Matt Reid - VP, Regional Manager - South Region
Robert, it's got a wide variation. It's anywhere from about 3% to 30%.
Robert Christensen - Analyst
May I ask who the operator might be in most instances?
Matt Reid - VP, Regional Manager - South Region
I will say it's a very prominent player in that particular area in Beaver County. Let's put it that way.
Robert Christensen - Analyst
If I might, again, continuing on, of the 6 to 9 non-op wells, are any of them going to have longer laterals than your Wildcat?
Matt Reid - VP, Regional Manager - South Region
Well, we don't know yet. We haven't seen the EFEs for those wells as of yet. The one well that is now being tested or drilling will have one similar to our well.
Robert Christensen - Analyst
And if I just might press on a little bit, I believe you mentioned up front, Dan, that you had another oil- or liquids-rich idea in your corporation, and would -- when would testing of that -- when we would see a Wildcat on that new idea?
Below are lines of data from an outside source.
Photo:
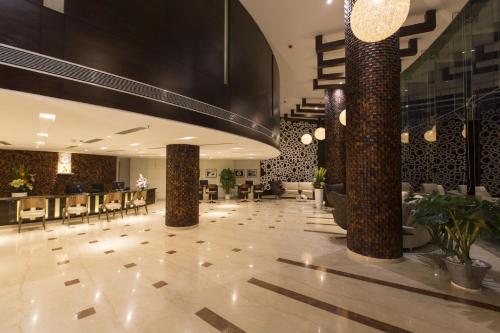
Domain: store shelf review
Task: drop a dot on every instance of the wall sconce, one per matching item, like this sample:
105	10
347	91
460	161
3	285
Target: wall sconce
64	163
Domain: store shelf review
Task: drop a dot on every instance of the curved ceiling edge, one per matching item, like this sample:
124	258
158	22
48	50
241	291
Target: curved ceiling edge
36	62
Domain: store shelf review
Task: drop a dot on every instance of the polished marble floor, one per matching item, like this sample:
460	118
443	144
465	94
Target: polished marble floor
275	266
Dan Dinges - Chairman, President & CEO
Well, on our -- I appreciate the interest in that, Robert, but on those type of projects that, as you can appreciate, the competitive aspects of any liquids dev, I know timing doesn't disclose a lot of information, but we would prefer to talk about the information after we have secured data versus speculating on timing.
Ray Deacon - Analyst
I perfectly respect that. Thank you.
If I just might ask one more and that is -- I have lost my thread. If I come back, I will get back in the queue. I have lost what my question was.
Dan Dinges - Chairman, President & CEO
Okay. Thank you, Robert.
Robert Christensen - Analyst
Thank you very much.
Operator
(Operator Instructions)
Your next question comes from the line of Marshall Carver with Capital One.
Marshall Carver - Analyst
Good morning.
Just a question on the well costs. You talked about how they haven't changed, but I just wanted to make sure I had it right in my model. What would a 15- to 16-stage well cost to drill and complete right now?
Dan Dinges - Chairman, President & CEO
$6.5 million, $7 million.
Marshall Carver - Analyst
Okay. That is my question. Thank you.
Operator
(Operator Instructions)
At this time, there are no additional questions in the queue.
Dan Dinges - Chairman, President & CEO
Thank you, Stephanie, and thank all of you who have who have joined us with the call up to this point.
The takeaways, just to kind of reiterate, I think we've done a decent job on keeping our capital disciplined. I like our guidance increasing, even in light of asset sales and the redeployment of the capital into our key areas in the Marcellus, Eagle Ford, and Marmiton is going to set us up well for year-end reserves and also early and increased expectations in '12 for our production.
Very pleased that we're going to have a BCF of capacity takeaway within a year from today. In 2012, with Matt and Phil sitting here, and I'm sure the numbers that they are going to give us, so we can talk to the Board. That we'll show reserve growth, production growth, and I would imagine in that it's going to be certainly within a cash-flow neutral program. And most likely a cash-flow positive program in 2012. And I certainly couldn't ask any more from the team. Appreciate your interest. Thank you.
Operator
Thank you. This concludes today's conference call. You may now disconnect.